Geneva - Several experts joined a Euro-Mediterranean Human Rights Monitor webinar on the arrest of prominent Saudi economist Abdulaziz Al-Dakhil. al-Dakhil was arrested for the simple reason of criticizing the government’s economic policies and his calls for fighting corruption in the Kingdom, which has grown intolerant of its critics in recent years.
Ines Osman, a Human Rights Lawyer of MENA Rights, noted that “arbitrary detention has been practised systematically to silence academics, human rights defenders, lawyers, and anyone criticizing the government” in Saudi Arabia.
The arrest of Abdulaziz al-Dakhil is part of an ongoing pattern in the Kingdom that targets critical voices. Dozens of human rights activists, including women activists, have been thrown into jails for expressing their opinions, which have drawn international criticism.
“Many scholars and human rights defenders in Saudi Arabia are illegally detained under the pretext of threatening Saudi's national security,” added Osman.
From his part, Josh Cooper, Deputy Director at ALQST Organization for Supporting Human Rights, explained that “al-Dakhil's arrest was arbitrary and a violation of international law as he was simply expressing his sorrow in a tweet.”
“His arrest in that manner was particularly shocking if not surprising, and his case is also emblematic,” asserted Cooper, adding that “the arrest campaigns launched by the Saudi authorities target academics, scholars, bloggers and writers.”
Annelle Sheline, a nonresident fellow with the Baker Institute Center for the Middle East and research fellow for the Middle East at the Quincy Institute for Responsible Statecraft, noted that “Support from the former US administration encouraged Saudi authorities to arrest more human rights defenders.
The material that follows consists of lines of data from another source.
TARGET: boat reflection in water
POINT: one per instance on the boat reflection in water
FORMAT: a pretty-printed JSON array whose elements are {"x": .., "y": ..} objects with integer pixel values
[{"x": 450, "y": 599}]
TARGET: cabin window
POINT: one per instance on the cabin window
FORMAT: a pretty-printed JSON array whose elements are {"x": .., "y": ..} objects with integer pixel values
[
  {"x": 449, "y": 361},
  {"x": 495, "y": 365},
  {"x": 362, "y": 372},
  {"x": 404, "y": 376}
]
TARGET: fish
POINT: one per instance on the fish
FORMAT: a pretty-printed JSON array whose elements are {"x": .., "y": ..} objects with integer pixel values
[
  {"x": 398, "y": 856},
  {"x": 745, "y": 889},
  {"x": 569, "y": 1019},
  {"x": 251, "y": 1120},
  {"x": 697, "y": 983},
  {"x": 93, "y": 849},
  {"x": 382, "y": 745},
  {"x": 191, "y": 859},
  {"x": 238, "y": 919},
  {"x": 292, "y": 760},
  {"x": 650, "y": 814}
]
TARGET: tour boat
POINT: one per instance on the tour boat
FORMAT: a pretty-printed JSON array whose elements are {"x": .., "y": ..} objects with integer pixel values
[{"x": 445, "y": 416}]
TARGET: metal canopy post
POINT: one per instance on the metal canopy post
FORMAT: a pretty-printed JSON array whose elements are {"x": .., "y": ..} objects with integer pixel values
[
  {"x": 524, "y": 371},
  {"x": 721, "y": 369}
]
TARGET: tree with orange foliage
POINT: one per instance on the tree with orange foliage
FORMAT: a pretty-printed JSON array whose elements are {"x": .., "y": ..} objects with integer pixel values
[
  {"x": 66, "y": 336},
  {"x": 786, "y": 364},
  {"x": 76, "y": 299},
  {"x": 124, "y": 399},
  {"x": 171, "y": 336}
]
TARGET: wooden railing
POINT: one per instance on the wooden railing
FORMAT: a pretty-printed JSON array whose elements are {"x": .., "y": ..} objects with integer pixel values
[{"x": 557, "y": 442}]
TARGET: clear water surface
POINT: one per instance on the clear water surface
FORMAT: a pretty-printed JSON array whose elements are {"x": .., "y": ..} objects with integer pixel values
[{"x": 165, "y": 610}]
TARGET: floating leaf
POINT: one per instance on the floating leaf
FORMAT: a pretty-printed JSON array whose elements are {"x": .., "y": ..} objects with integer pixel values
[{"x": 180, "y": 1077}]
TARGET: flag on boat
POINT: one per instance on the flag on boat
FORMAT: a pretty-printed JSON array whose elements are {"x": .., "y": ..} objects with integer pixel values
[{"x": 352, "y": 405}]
Now, and with the Biden administration, arrest campaigns have noticeably decreased.”
Saudi Arabia claims to have adopted reforms to follow its 2030 Vision, but critics have cast doubt on whether it will succeed considering its human rights records.
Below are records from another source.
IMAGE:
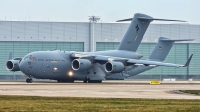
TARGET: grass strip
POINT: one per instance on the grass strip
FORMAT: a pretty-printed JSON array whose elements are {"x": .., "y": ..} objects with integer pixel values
[
  {"x": 71, "y": 104},
  {"x": 196, "y": 92}
]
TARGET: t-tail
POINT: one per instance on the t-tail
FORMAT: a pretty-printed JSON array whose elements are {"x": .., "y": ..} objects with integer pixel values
[
  {"x": 163, "y": 47},
  {"x": 136, "y": 30}
]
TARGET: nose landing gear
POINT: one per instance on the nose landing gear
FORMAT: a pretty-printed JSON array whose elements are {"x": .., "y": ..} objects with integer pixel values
[{"x": 29, "y": 80}]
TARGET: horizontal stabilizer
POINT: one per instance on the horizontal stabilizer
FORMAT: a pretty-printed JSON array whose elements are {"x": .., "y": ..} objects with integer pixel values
[
  {"x": 170, "y": 40},
  {"x": 144, "y": 18},
  {"x": 150, "y": 19},
  {"x": 124, "y": 20}
]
“Saudi Arabia needs to go through some substantial changes, but if Mohammed bin Salman carries on with his policies, then he will set himself up for failure,” added Sheline.
Ahmad Alnaouq of Euro-Med, who moderated the webinar, noted that the Euro-Mediterranean Human Rights Monitor launched a letter calling for Abdulaziz al-Dakhil’s release. 23 scholars and academicians from various international universities with high rankings signed the letter.